Dio, I think you’re being a little bit harsh here.
IANAL, but mr.stretch is a Support Enforcement Officer here in the lovely state of Washington (please don’t hate me). Per mr.stretch, under WA law during the time the woman was still married to her original husband, he was legally the father and responsible for support of the child unless something was done at that time to establish Jim’s paternity. So, at least for the first 4 years of the child’s life, Jim should have no financial liability.
After that, things can get complicated. Given the timing of the divorce, both in relationship to the age of the child and in regard to the way child support laws have been changing, the court could have gone a few different ways. But
it seems that support for this child was not determined to be the responsibility of the first husband. A little unusual - when did Jim have the paternity test done; right after the birth, or when he was served with the support paperwork? It’s a little surprising she waited this long to serve him with a support order; normally support for both children would be set somehow during the original divorce proceedings. If she had thought to have Jim named the father at the first divorce, she would have been collecting support from him all along, regardless of the second marriage.
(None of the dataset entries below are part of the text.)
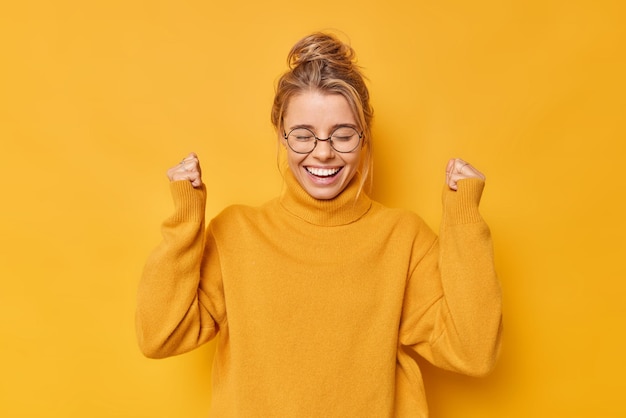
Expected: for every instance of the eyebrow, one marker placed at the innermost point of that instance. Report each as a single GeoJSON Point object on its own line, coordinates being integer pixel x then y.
{"type": "Point", "coordinates": [332, 128]}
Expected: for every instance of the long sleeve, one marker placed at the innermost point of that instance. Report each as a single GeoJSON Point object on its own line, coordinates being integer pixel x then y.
{"type": "Point", "coordinates": [175, 313]}
{"type": "Point", "coordinates": [452, 310]}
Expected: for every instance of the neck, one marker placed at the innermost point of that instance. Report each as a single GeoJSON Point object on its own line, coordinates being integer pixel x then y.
{"type": "Point", "coordinates": [350, 205]}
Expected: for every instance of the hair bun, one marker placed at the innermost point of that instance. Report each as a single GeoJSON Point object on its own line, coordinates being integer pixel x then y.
{"type": "Point", "coordinates": [323, 47]}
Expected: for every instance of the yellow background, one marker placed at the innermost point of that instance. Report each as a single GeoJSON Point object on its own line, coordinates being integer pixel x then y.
{"type": "Point", "coordinates": [99, 98]}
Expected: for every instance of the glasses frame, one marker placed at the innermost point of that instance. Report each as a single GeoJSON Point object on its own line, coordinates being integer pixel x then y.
{"type": "Point", "coordinates": [329, 139]}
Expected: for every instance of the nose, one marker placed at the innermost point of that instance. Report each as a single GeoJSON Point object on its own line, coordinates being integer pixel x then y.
{"type": "Point", "coordinates": [323, 151]}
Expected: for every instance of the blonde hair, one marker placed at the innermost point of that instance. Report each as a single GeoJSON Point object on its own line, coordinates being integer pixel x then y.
{"type": "Point", "coordinates": [321, 62]}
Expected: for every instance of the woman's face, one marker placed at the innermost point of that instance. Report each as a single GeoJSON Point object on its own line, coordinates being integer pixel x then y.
{"type": "Point", "coordinates": [324, 173]}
Tennesee state law will vary from Washington state law, of course. mr.stretch says he has never had to deal with Tennesee support enforcement, so I can’t tell you if they are good or bad. Jim could try to contact his local support enforcement office and ask them what the laws say. If he can’t find someone helpful in support enforcement, he can at least get the laws that govern support in Tennesee and do some of his own research.
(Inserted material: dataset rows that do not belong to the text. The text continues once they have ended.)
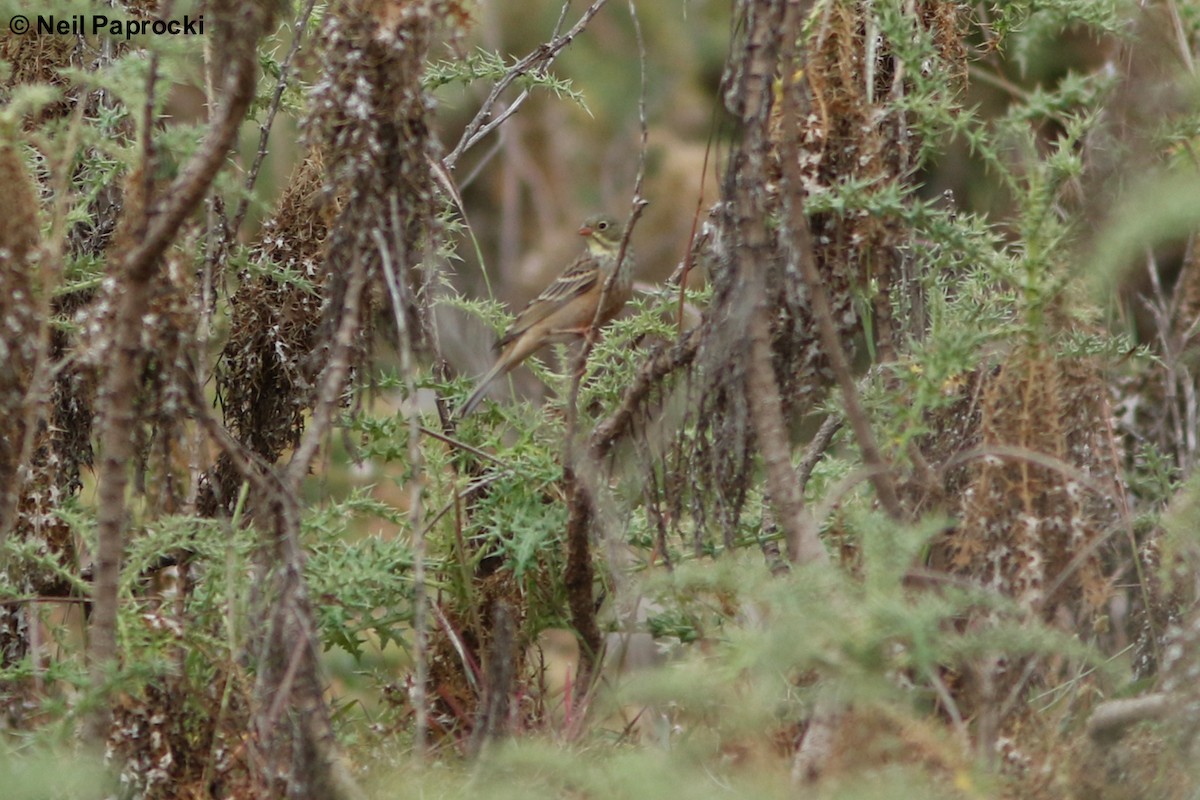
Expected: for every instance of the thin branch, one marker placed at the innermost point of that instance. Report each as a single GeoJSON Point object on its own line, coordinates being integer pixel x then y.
{"type": "Point", "coordinates": [334, 378]}
{"type": "Point", "coordinates": [264, 132]}
{"type": "Point", "coordinates": [417, 480]}
{"type": "Point", "coordinates": [822, 311]}
{"type": "Point", "coordinates": [539, 59]}
{"type": "Point", "coordinates": [661, 364]}
{"type": "Point", "coordinates": [136, 274]}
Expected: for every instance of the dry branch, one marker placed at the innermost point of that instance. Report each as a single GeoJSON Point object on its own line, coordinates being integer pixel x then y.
{"type": "Point", "coordinates": [136, 271]}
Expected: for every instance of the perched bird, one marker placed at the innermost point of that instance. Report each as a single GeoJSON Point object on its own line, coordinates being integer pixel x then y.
{"type": "Point", "coordinates": [565, 308]}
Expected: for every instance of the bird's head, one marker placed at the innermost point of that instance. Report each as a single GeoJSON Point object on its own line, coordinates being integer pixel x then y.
{"type": "Point", "coordinates": [604, 233]}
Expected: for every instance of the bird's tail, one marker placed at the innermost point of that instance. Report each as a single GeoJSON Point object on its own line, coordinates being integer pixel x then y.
{"type": "Point", "coordinates": [481, 388]}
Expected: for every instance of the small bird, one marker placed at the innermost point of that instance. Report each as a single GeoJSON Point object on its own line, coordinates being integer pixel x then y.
{"type": "Point", "coordinates": [565, 308]}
In mr.stretch’s experience, attorneys who do support orders really vary in their ability to do a good job. Does Jim have past experience with this attorney?
I’m sure you left things out for brevity, so I’m interested in clarification on the timeline. Again, WA law, but Jim should have been notified that an order for support was being entered before support was set and before a back debt was established. If he was served, but a court date hasn’t been set and the order hasn’t been entered yet, now is negotiation time. He needs to get educated. Establishment of current support is based on his pay and her pay–if it’s unequitable he needs to have an alternative to present. He should have been given papers showing her financial obligations and income, he can use that information to formulate his response. For establishing back debt, she should have to show that she has tried to contact him–his defense is it not possible to prove that she didn’t try to contact him; you can’t prove a negative. She should be able to show where she attempted to send certified mail, ran ads, or something in an effort to contact him, if she did try.
If an order has already been filed, he needs to file an immediate temporary modification lowering the support to a reasonable level. In Washington, there is a webpage that gives all the forms needed to file anything in family court - maybe Tennesee has the same. mr.stretch and I did our own support modification for mr.stretch’s boy at a cost of nothing but filing fees and copies. Of course, mr.stretch does this for a living, but I have faith that others can do the same.
This is getting long, and I’m doing this on the fly; mr.stretch is pretty sick or I’d get more help from him. I’ll try to keep checking the thread and I’ll post if I think of anything helpful. Good luck to Jim and Sarah.
On preview, it doesn’t matter if the custodial parent remarries - the obligation for support is with the parents of the child or the person determined by the court to be financially liable, not with the spouse of the custodial parent.